Presidium of the Supreme People's Assembly
- Passed by: Presidium of the Supreme People's Assembly
- Passed: 4 December 2020

= Law on Rejecting Reactionary Ideology and Culture =

North Korean law

The Law on Rejecting Reactionary Ideology and Culture is a piece of North Korean legislation concerning "reactionary ideology and culture". It was passed by the Presidium of the Supreme People's Assembly on 4 December 2020 and was revised on 19 August 2022. The law sets strict limits on what it terms as "reactionary ideology and culture" from hostile forces, and prohibits the consumption and distribution of cultural content from enemy countries.

== Legislative history ==
The law was passed on 4 December 2020 during a session of the Presidium of the Supreme People’s Assembly presided by Choe Ryong-hae. The Korean Central News Agency reported that the law was aimed at "further cementing our ideological, revolutionary and class positions by thoroughly preventing the inroads and spread of the antisocialist ideology and culture and firmly maintaining our idea, spirit and culture". The law was amended in August 2022.

== Provisions ==
The law is made up of four chapters and 41 articles. Articles from 1 to 7 define and list the aims of the law. Articles from 8 to 14 mention the responsibilities of the local officials to enforce the law. Articles from 15 to 26 target the media violators of the law access and use. Articles from 27 to 40 detail the punishments to be applied to violators of the law.

Article 2 defines reactionary ideology and culture as "the rotten ideology and culture of hostile forces, including puppet [South Korean] publications that paralyze the revolutionary ideological consciousness and class consciousness of the masses and distort and degenerate society, as well as all kinds of unhealthy and exotic ideology and culture that are not of our style".

Article 27 specifies a punishment of reeducation through labor for not less than five years and not more than ten years for anyone "who has seen, heard, or kept puppet [South Korean] films, recordings, compilations, books, songs, drawings, or photographs, or who has imported or distributed puppet songs, drawings, photographs, or designs", with the penalty rising to more than ten years in serious cases.

Article 28 specifies a punishment of reeducation of labor for not more than five years for anyone "who has seen, heard, or kept enemy films, recordings, books, songs, paintings, or photographs, or who has imported or distributed enemy songs, paintings, photographs, or designs", with the penalty rising to not less than five years and not more than ten years in serious cases. Those that import or distribute "enemy films, recordings, edited materials, or books" are to be punished for reeducation through labor for more than ten years. The article also specifies a penalty of life-long reeducation through labor or death for those that "import or distribute a large quantity of enemy films, recordings, compilations, or books, or distribute them to a large number of people, or organize or encourage group viewing or reading of them".

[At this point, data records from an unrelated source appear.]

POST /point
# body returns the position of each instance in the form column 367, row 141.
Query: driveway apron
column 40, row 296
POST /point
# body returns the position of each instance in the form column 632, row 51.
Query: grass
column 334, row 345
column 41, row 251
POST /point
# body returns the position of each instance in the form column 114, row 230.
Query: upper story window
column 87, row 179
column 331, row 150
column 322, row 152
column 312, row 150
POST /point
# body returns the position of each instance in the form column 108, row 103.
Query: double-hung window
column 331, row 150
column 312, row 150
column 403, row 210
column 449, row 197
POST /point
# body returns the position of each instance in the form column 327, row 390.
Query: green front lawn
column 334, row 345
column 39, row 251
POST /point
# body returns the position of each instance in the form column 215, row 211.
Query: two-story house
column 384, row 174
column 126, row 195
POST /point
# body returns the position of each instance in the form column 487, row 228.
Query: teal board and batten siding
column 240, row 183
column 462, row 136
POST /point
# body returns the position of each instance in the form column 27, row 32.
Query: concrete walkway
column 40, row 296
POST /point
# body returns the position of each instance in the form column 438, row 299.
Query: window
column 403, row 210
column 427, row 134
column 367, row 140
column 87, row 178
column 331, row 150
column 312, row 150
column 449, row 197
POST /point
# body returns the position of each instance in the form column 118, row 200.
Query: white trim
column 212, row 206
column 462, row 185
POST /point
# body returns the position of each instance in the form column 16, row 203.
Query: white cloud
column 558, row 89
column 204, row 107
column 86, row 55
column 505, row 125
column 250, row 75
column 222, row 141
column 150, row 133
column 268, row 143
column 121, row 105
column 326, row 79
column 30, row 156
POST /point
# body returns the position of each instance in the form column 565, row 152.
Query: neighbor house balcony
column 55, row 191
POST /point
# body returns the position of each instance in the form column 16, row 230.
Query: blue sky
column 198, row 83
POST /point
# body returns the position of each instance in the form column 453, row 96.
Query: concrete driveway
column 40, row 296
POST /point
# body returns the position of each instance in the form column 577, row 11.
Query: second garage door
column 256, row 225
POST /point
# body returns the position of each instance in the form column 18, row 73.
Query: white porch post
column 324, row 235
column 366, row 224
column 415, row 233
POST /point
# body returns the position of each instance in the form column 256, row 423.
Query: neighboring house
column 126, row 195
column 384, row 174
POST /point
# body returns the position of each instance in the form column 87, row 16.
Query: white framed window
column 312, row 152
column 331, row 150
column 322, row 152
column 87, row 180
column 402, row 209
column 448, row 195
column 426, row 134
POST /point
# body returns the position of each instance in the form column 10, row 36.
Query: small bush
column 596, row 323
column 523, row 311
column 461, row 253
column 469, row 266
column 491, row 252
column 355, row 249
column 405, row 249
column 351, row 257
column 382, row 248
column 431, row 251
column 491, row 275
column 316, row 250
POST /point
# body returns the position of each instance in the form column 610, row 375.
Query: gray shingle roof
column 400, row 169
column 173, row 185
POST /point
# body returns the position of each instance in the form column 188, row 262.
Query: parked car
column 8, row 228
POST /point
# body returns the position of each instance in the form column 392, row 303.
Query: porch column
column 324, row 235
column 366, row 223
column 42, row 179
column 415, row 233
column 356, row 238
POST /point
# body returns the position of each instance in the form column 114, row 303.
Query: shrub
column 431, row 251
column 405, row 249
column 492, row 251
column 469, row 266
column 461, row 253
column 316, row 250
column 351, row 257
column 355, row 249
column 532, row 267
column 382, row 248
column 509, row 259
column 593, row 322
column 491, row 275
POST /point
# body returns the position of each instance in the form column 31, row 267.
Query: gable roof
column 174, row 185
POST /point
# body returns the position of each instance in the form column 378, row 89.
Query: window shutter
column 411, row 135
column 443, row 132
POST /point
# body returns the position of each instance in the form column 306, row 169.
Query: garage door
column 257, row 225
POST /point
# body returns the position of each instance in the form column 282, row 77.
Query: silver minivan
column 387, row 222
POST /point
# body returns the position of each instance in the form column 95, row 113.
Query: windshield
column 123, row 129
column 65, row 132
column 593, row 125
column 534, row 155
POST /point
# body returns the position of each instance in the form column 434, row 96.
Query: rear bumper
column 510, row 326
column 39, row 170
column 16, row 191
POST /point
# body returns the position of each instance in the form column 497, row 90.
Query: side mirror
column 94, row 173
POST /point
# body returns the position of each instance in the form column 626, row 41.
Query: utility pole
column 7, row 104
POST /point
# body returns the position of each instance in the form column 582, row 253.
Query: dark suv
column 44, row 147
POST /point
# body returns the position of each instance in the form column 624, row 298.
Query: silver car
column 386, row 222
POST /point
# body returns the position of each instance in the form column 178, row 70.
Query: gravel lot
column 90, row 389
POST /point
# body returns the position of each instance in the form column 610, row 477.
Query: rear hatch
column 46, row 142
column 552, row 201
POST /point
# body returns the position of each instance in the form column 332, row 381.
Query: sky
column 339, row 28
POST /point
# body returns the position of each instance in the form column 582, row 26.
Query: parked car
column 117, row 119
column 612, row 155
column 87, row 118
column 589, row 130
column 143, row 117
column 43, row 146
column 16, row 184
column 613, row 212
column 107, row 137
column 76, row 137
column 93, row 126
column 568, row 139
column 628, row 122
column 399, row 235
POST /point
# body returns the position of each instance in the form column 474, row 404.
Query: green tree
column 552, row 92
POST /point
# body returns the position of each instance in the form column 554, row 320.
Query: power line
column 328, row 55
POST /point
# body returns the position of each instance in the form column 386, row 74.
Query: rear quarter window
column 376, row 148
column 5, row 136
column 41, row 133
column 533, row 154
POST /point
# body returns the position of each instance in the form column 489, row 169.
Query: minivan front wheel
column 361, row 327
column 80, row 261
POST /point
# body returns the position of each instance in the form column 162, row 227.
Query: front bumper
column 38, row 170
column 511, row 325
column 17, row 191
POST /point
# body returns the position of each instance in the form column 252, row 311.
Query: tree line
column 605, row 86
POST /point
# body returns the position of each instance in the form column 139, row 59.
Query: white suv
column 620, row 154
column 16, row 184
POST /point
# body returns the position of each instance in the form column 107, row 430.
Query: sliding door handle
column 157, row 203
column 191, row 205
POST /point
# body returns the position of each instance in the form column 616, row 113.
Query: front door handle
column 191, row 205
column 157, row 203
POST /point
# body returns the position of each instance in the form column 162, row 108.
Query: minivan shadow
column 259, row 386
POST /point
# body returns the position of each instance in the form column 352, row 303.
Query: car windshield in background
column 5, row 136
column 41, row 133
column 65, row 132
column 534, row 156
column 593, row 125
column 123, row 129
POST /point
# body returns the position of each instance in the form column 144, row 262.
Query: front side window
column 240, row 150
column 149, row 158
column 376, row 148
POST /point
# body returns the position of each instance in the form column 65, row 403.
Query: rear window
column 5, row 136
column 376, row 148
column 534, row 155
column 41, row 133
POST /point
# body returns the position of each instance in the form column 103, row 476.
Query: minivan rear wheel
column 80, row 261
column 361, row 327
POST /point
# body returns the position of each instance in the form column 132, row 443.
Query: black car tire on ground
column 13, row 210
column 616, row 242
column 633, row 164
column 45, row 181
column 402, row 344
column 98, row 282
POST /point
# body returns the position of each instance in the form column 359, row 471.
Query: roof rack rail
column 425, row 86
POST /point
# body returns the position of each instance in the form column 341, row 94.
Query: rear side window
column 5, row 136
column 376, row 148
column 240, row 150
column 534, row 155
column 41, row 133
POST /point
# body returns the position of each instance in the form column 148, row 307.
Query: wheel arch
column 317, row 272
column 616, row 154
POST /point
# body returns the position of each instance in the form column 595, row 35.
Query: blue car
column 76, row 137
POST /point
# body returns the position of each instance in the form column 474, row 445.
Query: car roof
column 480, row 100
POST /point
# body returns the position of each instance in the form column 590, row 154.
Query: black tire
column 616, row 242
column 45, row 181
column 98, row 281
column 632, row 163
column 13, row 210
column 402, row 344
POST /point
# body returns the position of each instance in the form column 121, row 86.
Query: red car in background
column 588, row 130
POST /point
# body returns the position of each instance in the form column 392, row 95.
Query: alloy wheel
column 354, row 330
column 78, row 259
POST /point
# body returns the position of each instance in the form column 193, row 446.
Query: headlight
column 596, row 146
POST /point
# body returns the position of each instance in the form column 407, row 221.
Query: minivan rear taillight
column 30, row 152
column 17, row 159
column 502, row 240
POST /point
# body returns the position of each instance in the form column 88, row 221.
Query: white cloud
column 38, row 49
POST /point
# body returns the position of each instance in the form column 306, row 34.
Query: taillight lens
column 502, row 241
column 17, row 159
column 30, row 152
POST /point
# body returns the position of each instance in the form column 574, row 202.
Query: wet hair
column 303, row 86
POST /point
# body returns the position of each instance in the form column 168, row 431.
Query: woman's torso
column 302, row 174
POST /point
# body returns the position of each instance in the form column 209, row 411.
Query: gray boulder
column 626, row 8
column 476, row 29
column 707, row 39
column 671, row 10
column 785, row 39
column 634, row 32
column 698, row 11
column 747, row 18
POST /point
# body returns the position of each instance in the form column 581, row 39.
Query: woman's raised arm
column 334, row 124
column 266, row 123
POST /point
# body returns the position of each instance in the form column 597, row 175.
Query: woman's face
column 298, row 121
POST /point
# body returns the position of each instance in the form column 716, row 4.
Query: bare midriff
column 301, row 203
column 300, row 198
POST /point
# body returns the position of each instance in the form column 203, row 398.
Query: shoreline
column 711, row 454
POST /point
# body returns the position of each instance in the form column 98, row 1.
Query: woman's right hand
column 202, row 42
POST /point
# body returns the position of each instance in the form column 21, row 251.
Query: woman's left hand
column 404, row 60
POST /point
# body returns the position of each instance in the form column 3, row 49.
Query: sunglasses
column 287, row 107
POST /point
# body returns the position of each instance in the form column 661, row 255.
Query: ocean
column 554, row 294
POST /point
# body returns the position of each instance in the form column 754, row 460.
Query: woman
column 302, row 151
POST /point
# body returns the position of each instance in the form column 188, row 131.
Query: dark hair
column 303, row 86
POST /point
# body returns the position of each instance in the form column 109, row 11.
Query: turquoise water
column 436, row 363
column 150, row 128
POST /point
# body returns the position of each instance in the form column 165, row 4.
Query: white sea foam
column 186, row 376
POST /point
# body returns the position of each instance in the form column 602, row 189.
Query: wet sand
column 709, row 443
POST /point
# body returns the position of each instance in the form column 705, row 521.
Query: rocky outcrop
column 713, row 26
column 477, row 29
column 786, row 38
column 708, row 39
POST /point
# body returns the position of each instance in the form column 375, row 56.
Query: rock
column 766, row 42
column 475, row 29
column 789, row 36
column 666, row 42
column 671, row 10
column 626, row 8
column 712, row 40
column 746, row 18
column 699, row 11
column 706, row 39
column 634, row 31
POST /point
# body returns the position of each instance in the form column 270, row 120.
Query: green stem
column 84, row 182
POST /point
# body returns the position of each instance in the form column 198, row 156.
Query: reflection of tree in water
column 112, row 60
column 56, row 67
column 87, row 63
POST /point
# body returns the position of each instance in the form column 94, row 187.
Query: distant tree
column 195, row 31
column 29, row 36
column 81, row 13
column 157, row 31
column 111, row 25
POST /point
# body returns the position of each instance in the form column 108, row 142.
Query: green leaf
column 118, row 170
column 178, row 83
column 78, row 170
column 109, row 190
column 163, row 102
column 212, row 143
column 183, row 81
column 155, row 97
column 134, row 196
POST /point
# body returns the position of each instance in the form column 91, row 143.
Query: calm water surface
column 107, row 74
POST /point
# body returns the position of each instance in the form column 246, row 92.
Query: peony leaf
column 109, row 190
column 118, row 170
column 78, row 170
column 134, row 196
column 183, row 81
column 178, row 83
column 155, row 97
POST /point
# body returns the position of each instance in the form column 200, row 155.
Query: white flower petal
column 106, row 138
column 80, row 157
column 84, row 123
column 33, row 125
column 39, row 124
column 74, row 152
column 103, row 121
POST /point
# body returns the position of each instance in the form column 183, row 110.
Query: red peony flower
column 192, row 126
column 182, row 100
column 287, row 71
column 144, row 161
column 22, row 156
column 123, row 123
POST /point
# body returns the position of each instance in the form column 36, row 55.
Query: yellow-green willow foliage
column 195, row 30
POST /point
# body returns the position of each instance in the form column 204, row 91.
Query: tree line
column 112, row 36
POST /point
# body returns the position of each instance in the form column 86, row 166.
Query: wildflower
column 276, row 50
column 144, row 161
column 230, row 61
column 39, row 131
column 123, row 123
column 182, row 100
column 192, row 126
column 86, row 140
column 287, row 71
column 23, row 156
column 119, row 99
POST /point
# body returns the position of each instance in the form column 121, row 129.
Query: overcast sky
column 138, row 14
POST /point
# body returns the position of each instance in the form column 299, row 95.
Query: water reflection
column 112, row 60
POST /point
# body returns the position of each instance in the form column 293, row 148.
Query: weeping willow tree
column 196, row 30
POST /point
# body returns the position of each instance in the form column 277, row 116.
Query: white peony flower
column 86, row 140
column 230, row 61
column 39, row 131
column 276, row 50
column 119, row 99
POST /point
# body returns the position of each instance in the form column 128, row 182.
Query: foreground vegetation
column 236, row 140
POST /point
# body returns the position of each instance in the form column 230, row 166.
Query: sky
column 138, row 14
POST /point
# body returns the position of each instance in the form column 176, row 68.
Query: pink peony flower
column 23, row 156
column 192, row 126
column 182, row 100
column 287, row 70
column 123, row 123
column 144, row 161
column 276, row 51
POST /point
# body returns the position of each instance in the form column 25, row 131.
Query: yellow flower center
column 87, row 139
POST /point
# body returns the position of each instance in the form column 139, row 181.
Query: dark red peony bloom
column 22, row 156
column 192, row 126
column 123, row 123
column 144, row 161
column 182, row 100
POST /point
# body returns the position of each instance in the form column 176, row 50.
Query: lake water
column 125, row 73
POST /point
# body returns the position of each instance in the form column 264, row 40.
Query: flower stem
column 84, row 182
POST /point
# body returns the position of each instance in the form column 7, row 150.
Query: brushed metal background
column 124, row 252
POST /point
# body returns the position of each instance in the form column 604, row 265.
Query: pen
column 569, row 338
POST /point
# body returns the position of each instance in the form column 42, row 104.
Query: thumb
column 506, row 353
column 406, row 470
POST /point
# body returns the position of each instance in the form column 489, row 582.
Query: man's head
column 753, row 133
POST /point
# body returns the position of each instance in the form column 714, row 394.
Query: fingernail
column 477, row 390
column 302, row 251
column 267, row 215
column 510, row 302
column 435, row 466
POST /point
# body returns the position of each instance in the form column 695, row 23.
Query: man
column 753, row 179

Article 29 specifies a punishment of reeducation through labor for not less than five years and not more than ten years for anyone "who has viewed or kept a film, video, compilation, book, photograph, or drawing containing sexually explicit material or preaching obscenity or superstition", with the penalty rising to more than ten years in serious cases. It also specifies a penalty of life-long reeducation through labor for those that "create, import, or distribute films, recordings, compilations, books, photographs, or drawings that preach sexual immorality or superstition", with the penalty rising to death for those that "produce, import, distribute, distribute to a large number of people, or organize or encourages the viewing or reading of a large quantity" of such material.

Article 30 specifies a punishment of forced labor for not more than five years for those that have "seen, heard, or kept foreign films, recordings, compilations, books, songs, paintings, or photographs that run counter to socialist ideology and culture and our way of life, or who have illegally imported or distributed foreign songs, paintings, photographs, designs, or clothing". Those that "illegally import or distribute foreign films, recordings, edited materials, or books" are to be punished between five to ten years.

Article 31 specifies a punishment of forced labor for anyone that has "seen, heard, or kept recordings, compilations, photographs, or printed materials containing impure culture". Those that create and distribute such content are to be punished by reeducation through labor for up to three years.

Article 32 specifies a punishment by short-term labor for those anyone who "speaks or writes in a [South Korean] puppet-like manner, sings in a puppet-like manner, or creates printed materials in a puppet-like style", with serious offenders being punished for up to two years.